Zygote is surprisingly close to being this perfect glue AD. It’s stacktraces and profiling are fairly good because they point to the pieces generating the backpasses. It just needs some focus on this goal if it wants to obtain it. For (1), it would need to get higher coverage of the language, focusing on its expanse moreso than doing everything as fast as possible. Of course, it should do as well as it can, but for example, if it needs to sacrifice a bit of speed to get full performance in mutability today, that might be a good trade-off if the goal is to be a glue AD. Perfect? No, but if that’s that would give you the coverage to then tell the user that if they need more on a particular piece of code, seek out more. To seek out more performance, users could just have Zygote call ReverseDiff.jl on a function and have that compile the tape (or other specialized AD systems which will be announced more broadly soon), or may want to write a partial adjoint.

So (4) is really the kicker.

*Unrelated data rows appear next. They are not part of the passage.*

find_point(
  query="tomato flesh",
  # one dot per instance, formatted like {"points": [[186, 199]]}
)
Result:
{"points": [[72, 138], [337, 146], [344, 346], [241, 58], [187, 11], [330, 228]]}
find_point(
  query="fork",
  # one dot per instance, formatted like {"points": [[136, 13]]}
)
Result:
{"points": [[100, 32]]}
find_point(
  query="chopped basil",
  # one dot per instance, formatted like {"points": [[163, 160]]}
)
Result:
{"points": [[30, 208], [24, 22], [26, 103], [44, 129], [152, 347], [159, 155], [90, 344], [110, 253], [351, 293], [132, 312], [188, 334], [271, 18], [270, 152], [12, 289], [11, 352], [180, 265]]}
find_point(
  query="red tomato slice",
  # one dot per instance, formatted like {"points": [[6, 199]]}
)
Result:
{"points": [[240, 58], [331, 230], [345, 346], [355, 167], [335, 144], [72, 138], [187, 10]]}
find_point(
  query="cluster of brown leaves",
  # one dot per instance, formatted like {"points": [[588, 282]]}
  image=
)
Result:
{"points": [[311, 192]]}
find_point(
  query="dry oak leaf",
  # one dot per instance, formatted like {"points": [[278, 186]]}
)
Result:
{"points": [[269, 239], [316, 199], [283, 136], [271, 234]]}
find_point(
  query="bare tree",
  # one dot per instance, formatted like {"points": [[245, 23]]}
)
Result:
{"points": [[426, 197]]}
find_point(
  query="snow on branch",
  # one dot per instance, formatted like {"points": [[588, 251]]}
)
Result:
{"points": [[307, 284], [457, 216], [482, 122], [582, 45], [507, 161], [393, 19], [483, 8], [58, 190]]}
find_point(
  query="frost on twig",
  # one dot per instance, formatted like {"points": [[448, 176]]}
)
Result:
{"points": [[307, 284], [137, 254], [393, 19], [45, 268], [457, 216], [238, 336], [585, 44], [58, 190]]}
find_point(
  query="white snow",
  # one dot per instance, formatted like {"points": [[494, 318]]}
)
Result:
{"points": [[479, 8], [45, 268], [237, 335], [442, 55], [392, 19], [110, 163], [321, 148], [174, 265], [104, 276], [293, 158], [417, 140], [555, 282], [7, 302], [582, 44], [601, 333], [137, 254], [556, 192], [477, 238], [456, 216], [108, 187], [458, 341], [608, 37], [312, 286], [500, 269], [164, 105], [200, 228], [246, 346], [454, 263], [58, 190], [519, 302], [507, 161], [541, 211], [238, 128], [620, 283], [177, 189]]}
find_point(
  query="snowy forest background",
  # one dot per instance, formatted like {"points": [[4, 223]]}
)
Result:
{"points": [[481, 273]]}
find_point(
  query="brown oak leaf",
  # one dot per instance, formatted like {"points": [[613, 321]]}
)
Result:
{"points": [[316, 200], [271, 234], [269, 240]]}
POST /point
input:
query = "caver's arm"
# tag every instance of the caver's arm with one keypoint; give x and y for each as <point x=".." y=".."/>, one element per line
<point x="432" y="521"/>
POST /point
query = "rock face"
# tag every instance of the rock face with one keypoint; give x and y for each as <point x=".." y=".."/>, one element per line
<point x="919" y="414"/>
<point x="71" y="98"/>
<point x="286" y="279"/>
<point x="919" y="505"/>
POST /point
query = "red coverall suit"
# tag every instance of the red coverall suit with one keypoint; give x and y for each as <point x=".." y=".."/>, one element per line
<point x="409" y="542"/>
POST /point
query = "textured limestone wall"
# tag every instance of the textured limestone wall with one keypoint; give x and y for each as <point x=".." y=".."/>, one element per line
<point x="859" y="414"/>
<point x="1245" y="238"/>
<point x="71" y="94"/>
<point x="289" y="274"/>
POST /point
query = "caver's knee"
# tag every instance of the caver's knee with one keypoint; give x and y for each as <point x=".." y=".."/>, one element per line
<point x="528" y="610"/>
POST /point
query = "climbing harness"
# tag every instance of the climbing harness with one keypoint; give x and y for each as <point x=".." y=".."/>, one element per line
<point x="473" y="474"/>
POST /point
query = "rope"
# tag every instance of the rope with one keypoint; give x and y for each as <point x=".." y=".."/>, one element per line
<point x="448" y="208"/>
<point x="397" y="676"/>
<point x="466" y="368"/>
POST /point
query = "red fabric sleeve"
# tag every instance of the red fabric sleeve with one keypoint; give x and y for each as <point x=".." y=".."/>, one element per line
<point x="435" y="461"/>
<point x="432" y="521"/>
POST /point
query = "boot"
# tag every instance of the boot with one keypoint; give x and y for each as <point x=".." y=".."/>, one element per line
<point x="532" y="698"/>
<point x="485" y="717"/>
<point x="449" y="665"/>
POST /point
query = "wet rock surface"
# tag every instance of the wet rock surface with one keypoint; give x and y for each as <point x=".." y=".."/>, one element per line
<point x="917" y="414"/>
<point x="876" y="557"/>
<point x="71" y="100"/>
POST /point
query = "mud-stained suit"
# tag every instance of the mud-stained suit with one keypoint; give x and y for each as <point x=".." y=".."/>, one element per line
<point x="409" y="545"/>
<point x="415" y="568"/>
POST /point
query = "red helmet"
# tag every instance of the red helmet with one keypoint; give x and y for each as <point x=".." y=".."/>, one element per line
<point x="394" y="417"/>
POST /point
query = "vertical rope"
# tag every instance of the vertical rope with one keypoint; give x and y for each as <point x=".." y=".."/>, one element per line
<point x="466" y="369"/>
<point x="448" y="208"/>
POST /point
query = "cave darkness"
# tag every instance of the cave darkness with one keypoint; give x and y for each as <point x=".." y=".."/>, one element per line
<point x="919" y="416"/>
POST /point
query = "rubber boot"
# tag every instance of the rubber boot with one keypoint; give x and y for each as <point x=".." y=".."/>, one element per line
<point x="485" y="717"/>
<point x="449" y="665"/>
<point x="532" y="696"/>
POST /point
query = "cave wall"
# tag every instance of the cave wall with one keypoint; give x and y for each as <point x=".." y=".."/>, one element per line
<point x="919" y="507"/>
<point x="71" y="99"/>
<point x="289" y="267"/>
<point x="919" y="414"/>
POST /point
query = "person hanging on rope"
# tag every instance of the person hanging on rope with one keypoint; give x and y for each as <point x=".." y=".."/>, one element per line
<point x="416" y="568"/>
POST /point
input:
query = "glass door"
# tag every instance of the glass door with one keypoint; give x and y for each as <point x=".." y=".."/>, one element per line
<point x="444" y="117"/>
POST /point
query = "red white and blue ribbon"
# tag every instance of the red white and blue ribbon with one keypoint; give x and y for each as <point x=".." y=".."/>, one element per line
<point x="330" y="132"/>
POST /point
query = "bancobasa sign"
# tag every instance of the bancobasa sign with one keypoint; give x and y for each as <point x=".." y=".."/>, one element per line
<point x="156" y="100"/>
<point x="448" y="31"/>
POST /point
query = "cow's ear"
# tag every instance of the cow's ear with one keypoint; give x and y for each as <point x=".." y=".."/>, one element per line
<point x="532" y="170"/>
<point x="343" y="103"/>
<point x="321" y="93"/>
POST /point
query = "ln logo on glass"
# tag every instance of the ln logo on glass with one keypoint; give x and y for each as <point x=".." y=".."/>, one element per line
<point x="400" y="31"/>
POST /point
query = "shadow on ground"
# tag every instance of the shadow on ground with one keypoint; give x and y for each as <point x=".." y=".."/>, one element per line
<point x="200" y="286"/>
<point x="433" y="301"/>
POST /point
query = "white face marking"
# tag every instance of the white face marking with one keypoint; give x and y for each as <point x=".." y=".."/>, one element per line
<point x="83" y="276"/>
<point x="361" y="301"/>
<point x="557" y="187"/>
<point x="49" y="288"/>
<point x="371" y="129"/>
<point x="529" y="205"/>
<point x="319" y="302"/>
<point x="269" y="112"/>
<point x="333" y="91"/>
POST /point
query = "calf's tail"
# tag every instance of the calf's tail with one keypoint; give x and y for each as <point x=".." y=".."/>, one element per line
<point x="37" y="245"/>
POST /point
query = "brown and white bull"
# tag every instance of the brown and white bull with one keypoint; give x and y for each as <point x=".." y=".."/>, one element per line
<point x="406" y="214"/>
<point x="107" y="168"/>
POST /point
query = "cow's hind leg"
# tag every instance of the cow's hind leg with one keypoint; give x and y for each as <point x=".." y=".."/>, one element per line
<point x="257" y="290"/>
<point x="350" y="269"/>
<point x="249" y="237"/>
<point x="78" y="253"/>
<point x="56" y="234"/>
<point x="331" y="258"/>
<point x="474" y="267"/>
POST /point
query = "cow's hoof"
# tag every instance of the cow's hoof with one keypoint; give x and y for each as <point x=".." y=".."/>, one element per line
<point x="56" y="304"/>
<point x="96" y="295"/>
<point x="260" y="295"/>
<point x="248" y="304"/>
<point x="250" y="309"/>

If I was to hit a slow mutating code today inside of a differential equation, it would probably be something perfect for ModelingToolkit.jl to handle, so the best thing to do is to build hyper-optimized adjoints of that differential equation using ModelingToolkit.jl. At that level, I can symbolically handle it and generate code that a compiler because I can make a lot of extra assumptions, like cos^2(x) + sin^2(x) = 1 in my mathematical context. I can move code around, auto-parallelize it, etc. easily because of the simple static graph I’m working on. Wouldn’t it be a treat to just `@ModelingToolkitAdjoint f` and bingo now it’s using ModelingToolkit on a portion of code? `@ForwardDiffAdjoint f` to tell it that it “you should forward mode mere”. Yota.jl is a great reverse mode project, so `@YotaAdjoint f` and boom that could be more optimized than Zygote on some cases. `@ReverseDiff f` and let it compile the tape and it’ll get fairly optimal on the places where ReverseDiff.jl is applicable.

Julia is the perfect language to develop such a system for because its AST is so nice and constrained for mathematical contexts that all of these AD libraries do not work on a special DSL language like TensorFlow graphs or torch.numpy, but instead work directly on the language itself and its original existing libraries. With ChainRules.jl allowing for adjoint overloads that apply to all AD packages, focusing on these “Glue AD” properties could really open up the playing field, allowing Zygote to be at the center of an expansive differentiable programming world that works everywhere, maybe makes some compromises to do so, but then gives a system for other developers to make assumptions and define easily define adjoints and plug alternative AD systems into the whole game. This is a true mixed mode which incorporates not just forward and reverse, but also different implementations with different performance profiles (and this can be implemented just through ChainRules overloads!). Zygote would then facilitate this playing field with just a solid debugging and profiling experience, along with a very high chance of working on your code on your first try. That plus buy-in by package authors would be a true solution to differentiable programming.